Déclinaison régionale
Dès septembre, le protocole-cadre du 29 juillet sera décliné dans chaque région par une convention régionale triennale conclue par le préfet de région, le recteur et le président de région. Concrètement, la convention-type régionale mentionne au titre des engagements de la région la mission de coordination des actions de prise en charge des jeunes décrocheurs "en lien avec les autorités académiques". Ces actions s'appuient sur le réseau des PSAD. La région doit veiller à la cohérence et à la complémentarité des solutions proposées aux jeunes (formation sous statut scolaire, apprentissage, formation professionnelle). Elle peut également abonder le Compte personnel de formation (CPF) de chaque jeune décrocheur pour lui permettre d'accéder à des formations courtes de remise à niveau ou à des formations qualifiantes de plus longue durée. De son côté, l'Etat initiera des conférences de financeurs afin de mettre en visibilité la répartition des financements existants dédiés à la lutte contre le décrochage scolaire. Il mobilisera également des fonds européens.
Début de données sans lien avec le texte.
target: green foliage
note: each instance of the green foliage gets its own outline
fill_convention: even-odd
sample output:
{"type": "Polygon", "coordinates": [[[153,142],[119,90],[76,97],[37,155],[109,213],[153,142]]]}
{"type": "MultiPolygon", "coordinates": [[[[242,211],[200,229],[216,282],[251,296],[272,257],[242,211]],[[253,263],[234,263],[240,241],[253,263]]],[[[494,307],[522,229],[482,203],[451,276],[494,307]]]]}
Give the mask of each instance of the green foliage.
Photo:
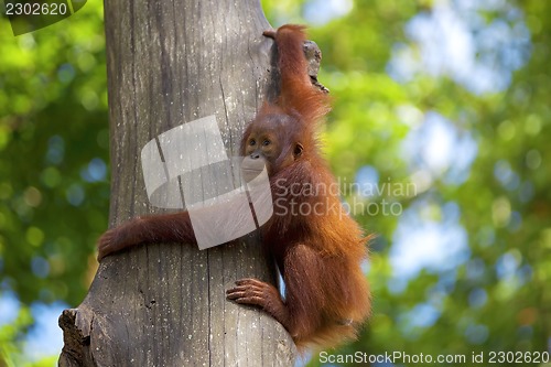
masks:
{"type": "MultiPolygon", "coordinates": [[[[312,3],[263,7],[277,26],[307,22],[303,14],[312,3]]],[[[342,182],[356,182],[366,165],[378,172],[379,183],[415,181],[419,170],[408,160],[415,152],[404,154],[403,147],[429,114],[444,117],[477,145],[463,181],[447,180],[447,169],[414,195],[377,198],[437,224],[445,205],[455,205],[468,253],[452,270],[424,269],[400,283],[390,259],[403,215],[355,212],[378,236],[368,273],[374,315],[357,342],[335,353],[471,356],[549,348],[551,3],[510,6],[521,11],[531,50],[503,91],[474,94],[449,75],[419,73],[407,83],[389,76],[397,45],[421,52],[406,24],[433,12],[430,0],[357,0],[347,14],[311,29],[324,53],[320,80],[335,99],[325,152],[342,182]],[[499,170],[508,181],[499,180],[499,170]],[[499,272],[503,263],[512,265],[512,274],[499,272]],[[437,311],[430,325],[418,322],[425,305],[437,311]]],[[[509,22],[505,13],[478,14],[486,24],[509,22]]],[[[106,228],[109,199],[104,48],[97,2],[18,37],[0,19],[0,296],[14,291],[23,302],[17,320],[0,326],[0,366],[29,364],[19,354],[32,324],[26,305],[77,305],[95,272],[94,246],[106,228]]],[[[344,196],[348,203],[368,201],[354,191],[344,196]]],[[[320,365],[317,355],[312,365],[320,365]]]]}
{"type": "MultiPolygon", "coordinates": [[[[76,306],[108,215],[101,4],[18,37],[2,18],[0,55],[0,298],[76,306]]],[[[23,365],[21,312],[0,327],[0,366],[23,365]]]]}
Les opérations déjà engagées montrent que "des actions de raccrochage résolues réussissent", souligne Najat Vallaud-Belkacem qui salue dans ce protocole d'accord "un travail inédit qui va permettre aux régions et aux acteurs de proximité de placer l'action nationale au niveau du terrain". Cet accord et ses déclinaisons régionales doivent permettre de faire du "cousu-main pour favoriser le raccrochage". François Rebsamen estime pour sa part "essentielle" cette initiative et invite tous ses services à s'y engager "hardiment".
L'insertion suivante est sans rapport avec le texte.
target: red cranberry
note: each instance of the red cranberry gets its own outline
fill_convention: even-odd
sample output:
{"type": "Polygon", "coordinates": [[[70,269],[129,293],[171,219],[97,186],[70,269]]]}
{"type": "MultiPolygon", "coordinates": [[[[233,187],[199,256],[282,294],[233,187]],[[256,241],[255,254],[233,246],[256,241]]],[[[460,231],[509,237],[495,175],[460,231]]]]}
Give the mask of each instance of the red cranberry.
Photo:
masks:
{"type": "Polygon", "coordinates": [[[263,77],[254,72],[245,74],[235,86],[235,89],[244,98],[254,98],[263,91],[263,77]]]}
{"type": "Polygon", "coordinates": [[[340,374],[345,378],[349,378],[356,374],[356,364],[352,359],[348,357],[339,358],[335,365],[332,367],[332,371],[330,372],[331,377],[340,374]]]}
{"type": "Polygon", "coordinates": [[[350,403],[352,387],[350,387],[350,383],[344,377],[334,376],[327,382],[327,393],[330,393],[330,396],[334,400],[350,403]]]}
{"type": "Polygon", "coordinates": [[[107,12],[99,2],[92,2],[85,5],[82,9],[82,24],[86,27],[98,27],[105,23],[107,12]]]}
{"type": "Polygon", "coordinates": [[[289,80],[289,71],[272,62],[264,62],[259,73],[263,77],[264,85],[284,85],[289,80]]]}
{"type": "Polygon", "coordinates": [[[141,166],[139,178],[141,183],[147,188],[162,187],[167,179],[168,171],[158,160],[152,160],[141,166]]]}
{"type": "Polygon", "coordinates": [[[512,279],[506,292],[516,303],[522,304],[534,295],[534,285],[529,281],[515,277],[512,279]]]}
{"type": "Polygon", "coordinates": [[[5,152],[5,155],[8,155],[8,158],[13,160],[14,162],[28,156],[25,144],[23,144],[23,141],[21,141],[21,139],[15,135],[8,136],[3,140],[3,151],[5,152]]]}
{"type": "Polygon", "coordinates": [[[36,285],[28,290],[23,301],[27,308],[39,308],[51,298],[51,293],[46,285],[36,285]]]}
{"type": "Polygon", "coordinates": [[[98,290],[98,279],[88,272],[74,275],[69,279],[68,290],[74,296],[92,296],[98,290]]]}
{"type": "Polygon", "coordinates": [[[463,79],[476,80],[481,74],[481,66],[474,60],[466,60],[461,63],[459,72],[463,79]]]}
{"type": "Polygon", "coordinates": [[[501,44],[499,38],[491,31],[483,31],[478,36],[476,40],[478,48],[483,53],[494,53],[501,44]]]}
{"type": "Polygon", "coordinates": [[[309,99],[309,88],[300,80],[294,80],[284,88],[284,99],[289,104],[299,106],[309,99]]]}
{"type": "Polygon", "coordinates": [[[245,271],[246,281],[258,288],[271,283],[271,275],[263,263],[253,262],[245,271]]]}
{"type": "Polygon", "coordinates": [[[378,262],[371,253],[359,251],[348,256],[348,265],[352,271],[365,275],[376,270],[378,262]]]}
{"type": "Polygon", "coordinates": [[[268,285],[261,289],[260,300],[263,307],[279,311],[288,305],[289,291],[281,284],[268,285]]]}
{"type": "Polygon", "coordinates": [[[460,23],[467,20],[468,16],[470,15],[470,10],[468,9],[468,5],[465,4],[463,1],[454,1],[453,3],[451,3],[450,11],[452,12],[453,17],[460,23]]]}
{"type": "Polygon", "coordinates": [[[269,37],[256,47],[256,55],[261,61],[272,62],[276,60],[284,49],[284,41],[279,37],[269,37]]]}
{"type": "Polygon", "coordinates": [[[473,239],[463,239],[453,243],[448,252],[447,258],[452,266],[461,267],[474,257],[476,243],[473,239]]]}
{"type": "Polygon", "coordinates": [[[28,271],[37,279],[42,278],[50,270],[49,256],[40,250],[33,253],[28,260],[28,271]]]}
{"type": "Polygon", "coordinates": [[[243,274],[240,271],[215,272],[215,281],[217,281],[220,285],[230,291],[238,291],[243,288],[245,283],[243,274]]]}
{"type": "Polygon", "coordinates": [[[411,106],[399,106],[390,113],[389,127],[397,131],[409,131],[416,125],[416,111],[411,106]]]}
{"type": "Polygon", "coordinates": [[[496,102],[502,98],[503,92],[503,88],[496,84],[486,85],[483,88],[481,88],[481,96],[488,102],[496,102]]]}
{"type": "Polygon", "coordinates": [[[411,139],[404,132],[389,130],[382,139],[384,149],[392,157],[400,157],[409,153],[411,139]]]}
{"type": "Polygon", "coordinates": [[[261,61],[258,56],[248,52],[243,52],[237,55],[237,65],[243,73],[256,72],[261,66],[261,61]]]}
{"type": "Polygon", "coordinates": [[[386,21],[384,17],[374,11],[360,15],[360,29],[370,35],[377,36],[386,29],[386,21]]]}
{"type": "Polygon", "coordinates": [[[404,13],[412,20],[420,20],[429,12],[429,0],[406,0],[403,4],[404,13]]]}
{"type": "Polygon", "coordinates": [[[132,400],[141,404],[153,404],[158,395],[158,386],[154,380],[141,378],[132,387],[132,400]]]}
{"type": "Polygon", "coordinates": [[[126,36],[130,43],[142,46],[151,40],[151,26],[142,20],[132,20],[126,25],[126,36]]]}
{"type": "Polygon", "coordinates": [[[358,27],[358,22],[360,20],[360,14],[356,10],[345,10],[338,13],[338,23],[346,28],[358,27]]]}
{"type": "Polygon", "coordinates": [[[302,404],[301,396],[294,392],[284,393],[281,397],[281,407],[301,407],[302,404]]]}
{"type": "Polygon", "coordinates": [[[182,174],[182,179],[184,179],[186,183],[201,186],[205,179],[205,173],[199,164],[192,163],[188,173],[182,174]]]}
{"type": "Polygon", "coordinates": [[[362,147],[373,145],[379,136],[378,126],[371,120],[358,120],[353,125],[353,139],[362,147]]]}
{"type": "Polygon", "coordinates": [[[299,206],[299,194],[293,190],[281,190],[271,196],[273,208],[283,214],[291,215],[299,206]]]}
Pour François Bonneau, vice-président de l'ARF en charge de l'éducation et président de la région Centre-Val de Loire, cette convention est "importante". Il faut, dit-il, "lorsqu'il y a des hésitations dans les parcours, d'abord prévenir [le décrochage] en assouplissant les formes d'accueil dans l'éducation, et permettre au jeune de découvrir d'autres voies, notamment professionnelles, de manière dynamique (…). Nous parviendrons à l'objectif présidentiel de diviser par deux le nombre de jeunes sortant sans qualification si nous sommes innovants en matière de formation : il faut modulariser, individualiser". "Toutes les méthodes d'accompagnement renforcé portent leurs fruits (accueil plus ouvert des structures, accompagnement du jeune pour accomplir des démarches…)", témoigne de son côté, le député (PS) d'Indre-et-Loire, Jean-Patrick Gille, président de l'Union nationale des missions locales (UNML) invité à la signature de la convention.